With the improvement of LLM capabilities, edge-side deployment has become a hot topic, but cloud-based inference has issues like high latency, privacy risks, and offline unavailability. Running large models on edge devices faces four major challenges: memory constraints (only 1-2GB allocated to AI on mobile phones), computing power limitations (mobile hardware is weaker than data centers), power consumption constraints (continuous inference drains battery quickly), and safety constraints (zero hallucinations and auditability required in the medical field). This project provides a technical demonstration addressing these challenges.

## Core Methods: Teacher-Student Distillation Pipeline and CogLang Design

The core architecture is a teacher-student distillation pipeline:
1. Teacher models (e.g., DeepSeek) generate self-validated question-answer pairs in the drug domain;
2. QLoRA fine-tuning: Freeze original model weights, train low-rank adapters—finetuning a 1.5B model takes 8 minutes with 8GB VRAM;
3. GGUF quantization: Convert to Q4_K_M format, model size is 935MiB (≈1GB);
4. GBNF syntax constraints: Force output to comply with CogLang syntax, ensuring grammatical correctness, simplifying semantic learning, and supporting security audits.
CogLang is a graph-first intermediate language that natively supports node/edge operations and has built-in audit functions.

## Domain Application: Drug Safety Knowledge Graph and Zero-Hallucination Design

The drug safety domain (high risk, structured data, complex queries) is chosen, and a drug interaction graph with 20 nodes and 21 edges is built. Safety design: The small model only generates CogLang queries; facts are stored in the graph, and answers are retrieved by the query engine. The neuro-symbolic hybrid architecture eliminates hallucination risks.

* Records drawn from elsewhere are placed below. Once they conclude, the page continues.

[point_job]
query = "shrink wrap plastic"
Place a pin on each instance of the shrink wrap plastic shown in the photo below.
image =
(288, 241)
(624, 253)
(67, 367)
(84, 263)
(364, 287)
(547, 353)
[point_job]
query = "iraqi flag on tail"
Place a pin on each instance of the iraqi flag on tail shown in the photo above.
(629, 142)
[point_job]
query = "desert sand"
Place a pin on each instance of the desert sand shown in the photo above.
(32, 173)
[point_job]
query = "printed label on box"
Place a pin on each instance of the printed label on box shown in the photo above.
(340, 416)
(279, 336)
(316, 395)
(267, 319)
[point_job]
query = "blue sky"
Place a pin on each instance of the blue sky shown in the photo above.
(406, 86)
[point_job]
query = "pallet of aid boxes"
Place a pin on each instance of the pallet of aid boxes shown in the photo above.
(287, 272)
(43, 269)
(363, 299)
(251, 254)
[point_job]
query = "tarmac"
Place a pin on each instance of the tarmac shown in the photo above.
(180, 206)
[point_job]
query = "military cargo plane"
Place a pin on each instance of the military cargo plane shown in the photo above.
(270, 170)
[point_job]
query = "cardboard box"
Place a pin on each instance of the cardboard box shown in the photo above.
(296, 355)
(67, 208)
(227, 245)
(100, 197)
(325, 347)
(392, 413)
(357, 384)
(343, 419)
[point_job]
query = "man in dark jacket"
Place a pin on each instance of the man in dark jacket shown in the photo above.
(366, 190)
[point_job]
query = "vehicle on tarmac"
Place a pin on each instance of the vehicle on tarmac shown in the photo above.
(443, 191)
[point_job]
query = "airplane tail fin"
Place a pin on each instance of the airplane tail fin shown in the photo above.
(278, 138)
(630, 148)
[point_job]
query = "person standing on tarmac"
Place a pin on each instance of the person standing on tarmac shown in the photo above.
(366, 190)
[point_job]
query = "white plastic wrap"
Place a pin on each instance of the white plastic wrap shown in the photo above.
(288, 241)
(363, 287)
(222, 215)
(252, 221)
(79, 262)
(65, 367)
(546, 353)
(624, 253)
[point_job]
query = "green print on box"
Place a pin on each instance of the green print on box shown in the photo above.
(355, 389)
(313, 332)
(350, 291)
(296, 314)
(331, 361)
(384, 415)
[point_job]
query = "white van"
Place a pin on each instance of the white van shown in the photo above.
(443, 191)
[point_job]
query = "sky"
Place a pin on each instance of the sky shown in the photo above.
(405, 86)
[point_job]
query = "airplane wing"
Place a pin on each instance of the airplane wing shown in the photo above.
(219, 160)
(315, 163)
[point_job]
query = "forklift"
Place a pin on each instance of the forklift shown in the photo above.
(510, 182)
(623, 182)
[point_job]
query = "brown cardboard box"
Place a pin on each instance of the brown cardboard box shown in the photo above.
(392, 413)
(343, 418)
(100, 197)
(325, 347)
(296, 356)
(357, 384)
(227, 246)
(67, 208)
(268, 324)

## Experimental Results: Performance and Safety Verification

Experimental data:
| Evaluation Scenario | Configuration | Pass Rate |
|---|---|---|
| OOD Test Set | Q4+GBNF+SYSTEM_v6d | 80% (8/10) |
| Real User Prompts (fewshot_v0) | + Few-shot | ~47% (9/19) |
| Real User Prompts (fewshot_v1) | + Optimized Few-shot | ~68% (13/19) |
| Dangerous Write | Protection + Few-shot | 0 |
Key findings: Importance of prompt engineering; significant improvement from optimized few-shot; safety guardrails effectively block dangerous operations.

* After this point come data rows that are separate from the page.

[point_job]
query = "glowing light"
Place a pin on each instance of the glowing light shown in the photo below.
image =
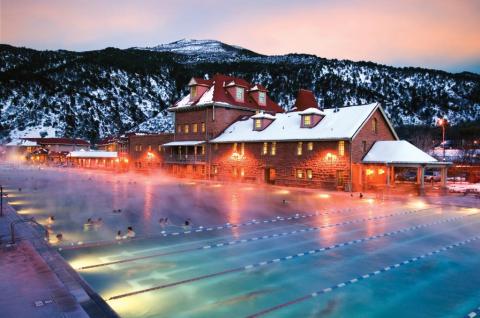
(330, 157)
(236, 156)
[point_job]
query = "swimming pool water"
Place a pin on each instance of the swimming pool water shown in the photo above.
(359, 258)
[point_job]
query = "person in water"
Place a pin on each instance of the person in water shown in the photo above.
(130, 232)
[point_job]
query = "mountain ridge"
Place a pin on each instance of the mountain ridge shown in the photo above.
(96, 93)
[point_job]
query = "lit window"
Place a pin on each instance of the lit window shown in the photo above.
(239, 94)
(309, 174)
(258, 124)
(341, 148)
(299, 148)
(262, 98)
(299, 174)
(307, 120)
(273, 149)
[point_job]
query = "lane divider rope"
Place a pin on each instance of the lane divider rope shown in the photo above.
(242, 241)
(201, 229)
(283, 259)
(363, 277)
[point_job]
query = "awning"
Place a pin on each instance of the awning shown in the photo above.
(399, 152)
(183, 143)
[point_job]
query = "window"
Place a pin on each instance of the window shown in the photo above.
(239, 94)
(341, 148)
(265, 148)
(309, 174)
(299, 174)
(258, 124)
(307, 120)
(299, 148)
(262, 98)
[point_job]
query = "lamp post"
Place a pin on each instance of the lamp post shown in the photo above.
(442, 122)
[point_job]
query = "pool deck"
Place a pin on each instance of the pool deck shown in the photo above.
(35, 280)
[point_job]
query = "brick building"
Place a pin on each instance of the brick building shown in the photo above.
(229, 129)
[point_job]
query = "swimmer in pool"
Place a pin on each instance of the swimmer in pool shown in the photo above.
(130, 232)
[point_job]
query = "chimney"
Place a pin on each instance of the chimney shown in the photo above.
(305, 99)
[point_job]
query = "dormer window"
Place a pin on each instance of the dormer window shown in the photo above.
(193, 92)
(239, 94)
(262, 98)
(258, 124)
(307, 120)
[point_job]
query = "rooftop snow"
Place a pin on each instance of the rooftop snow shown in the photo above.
(342, 124)
(183, 143)
(312, 111)
(93, 154)
(397, 151)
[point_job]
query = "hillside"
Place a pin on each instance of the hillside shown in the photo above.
(97, 93)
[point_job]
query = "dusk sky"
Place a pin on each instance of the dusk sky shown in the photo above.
(442, 34)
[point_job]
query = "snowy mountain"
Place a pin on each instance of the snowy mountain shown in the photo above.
(97, 93)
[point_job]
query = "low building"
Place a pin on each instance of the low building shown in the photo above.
(95, 159)
(146, 151)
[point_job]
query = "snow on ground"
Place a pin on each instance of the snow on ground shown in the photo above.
(464, 186)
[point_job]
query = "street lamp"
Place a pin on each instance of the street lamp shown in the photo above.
(442, 122)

## Technical Details: Training Experience and Mobile Deployment

Training experience:
1. For chat-format SFT, completion_only_loss=True must be set;
2. Teacher-forcing eval_loss has low reference value in small data scenarios;
3. Prioritize prompt engineering over retraining.
Mobile deployment: Verified on Android (Termux+llama.cpp) with a speed of ~27 tokens/sec. Detailed explanation on choosing llama.cpp over MLC-LLM is provided.

## Limitations and Future Directions

Limitations: This project is a learning/research demonstration; the drug graph is not authoritative, and a medical disclaimer is included. Future plans: Retrain v6 to fix failure modes; support multi-round Agent loops to handle reasoning-based queries.

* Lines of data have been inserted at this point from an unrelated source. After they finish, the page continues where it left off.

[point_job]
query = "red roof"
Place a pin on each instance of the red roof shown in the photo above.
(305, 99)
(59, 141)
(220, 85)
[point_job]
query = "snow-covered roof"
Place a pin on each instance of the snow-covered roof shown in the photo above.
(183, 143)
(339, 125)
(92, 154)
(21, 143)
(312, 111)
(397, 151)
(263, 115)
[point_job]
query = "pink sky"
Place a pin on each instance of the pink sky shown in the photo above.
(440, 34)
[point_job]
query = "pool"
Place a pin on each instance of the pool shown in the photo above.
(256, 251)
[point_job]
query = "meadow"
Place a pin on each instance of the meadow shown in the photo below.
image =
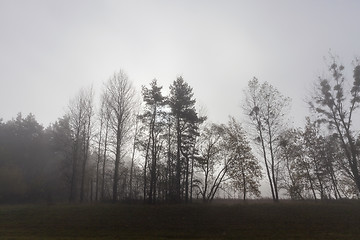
(252, 220)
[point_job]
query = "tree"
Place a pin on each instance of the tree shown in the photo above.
(266, 108)
(152, 117)
(182, 105)
(336, 105)
(291, 153)
(119, 102)
(80, 114)
(244, 169)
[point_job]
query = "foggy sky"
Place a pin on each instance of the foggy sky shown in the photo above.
(50, 49)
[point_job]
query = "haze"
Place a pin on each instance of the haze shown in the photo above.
(50, 49)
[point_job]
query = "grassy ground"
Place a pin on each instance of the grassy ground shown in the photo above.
(305, 220)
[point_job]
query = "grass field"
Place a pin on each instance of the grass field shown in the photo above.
(287, 220)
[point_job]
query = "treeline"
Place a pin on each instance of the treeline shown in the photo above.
(161, 149)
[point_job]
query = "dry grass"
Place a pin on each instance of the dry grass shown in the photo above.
(225, 220)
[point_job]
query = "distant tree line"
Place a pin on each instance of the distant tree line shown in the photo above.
(160, 149)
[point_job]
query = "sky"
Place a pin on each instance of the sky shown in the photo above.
(51, 49)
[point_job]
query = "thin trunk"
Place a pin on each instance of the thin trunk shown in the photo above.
(274, 178)
(117, 161)
(178, 163)
(266, 162)
(104, 161)
(132, 161)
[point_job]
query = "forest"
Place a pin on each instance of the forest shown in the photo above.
(116, 148)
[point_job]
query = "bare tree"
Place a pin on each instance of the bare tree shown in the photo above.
(266, 108)
(120, 102)
(336, 106)
(80, 114)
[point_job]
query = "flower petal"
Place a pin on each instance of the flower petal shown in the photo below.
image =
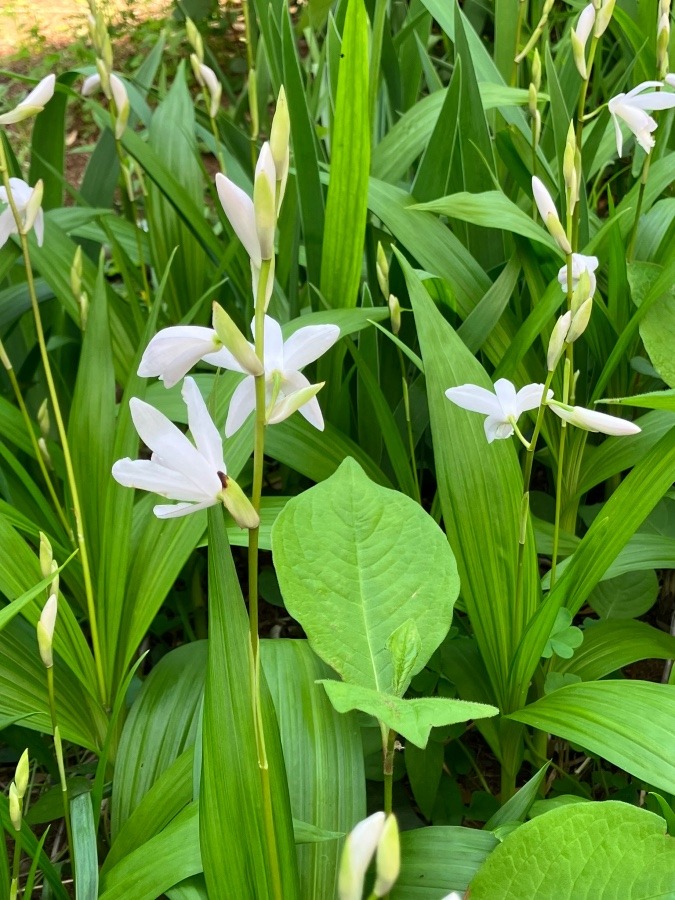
(172, 448)
(242, 405)
(475, 399)
(238, 208)
(206, 435)
(308, 344)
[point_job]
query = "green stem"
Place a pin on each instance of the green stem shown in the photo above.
(253, 545)
(36, 449)
(408, 419)
(70, 472)
(58, 748)
(388, 770)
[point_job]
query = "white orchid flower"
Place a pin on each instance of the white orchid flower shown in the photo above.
(549, 214)
(503, 408)
(34, 103)
(193, 474)
(28, 204)
(357, 853)
(580, 35)
(173, 351)
(254, 221)
(119, 95)
(633, 108)
(580, 264)
(591, 420)
(286, 388)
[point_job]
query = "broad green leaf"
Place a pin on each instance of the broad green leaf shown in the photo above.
(346, 205)
(347, 551)
(610, 645)
(161, 862)
(625, 596)
(440, 859)
(650, 400)
(480, 489)
(234, 848)
(591, 850)
(620, 518)
(85, 850)
(162, 724)
(324, 761)
(413, 719)
(488, 208)
(628, 723)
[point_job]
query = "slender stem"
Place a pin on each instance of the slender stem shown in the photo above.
(36, 448)
(388, 770)
(58, 748)
(70, 472)
(638, 208)
(408, 419)
(253, 544)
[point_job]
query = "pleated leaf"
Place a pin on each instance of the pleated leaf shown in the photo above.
(628, 723)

## Conclusion: Pragmatic Engineering Paradigm for Edge AI

The project demonstrates an engineering paradigm for edge AI: connecting the full pipeline. Core values include reproducibility (complete code and logs), measurability (clear metrics), safety (zero hallucinations), and practicality (mobile verification). It is an excellent reference implementation for LLM edge-side deployment.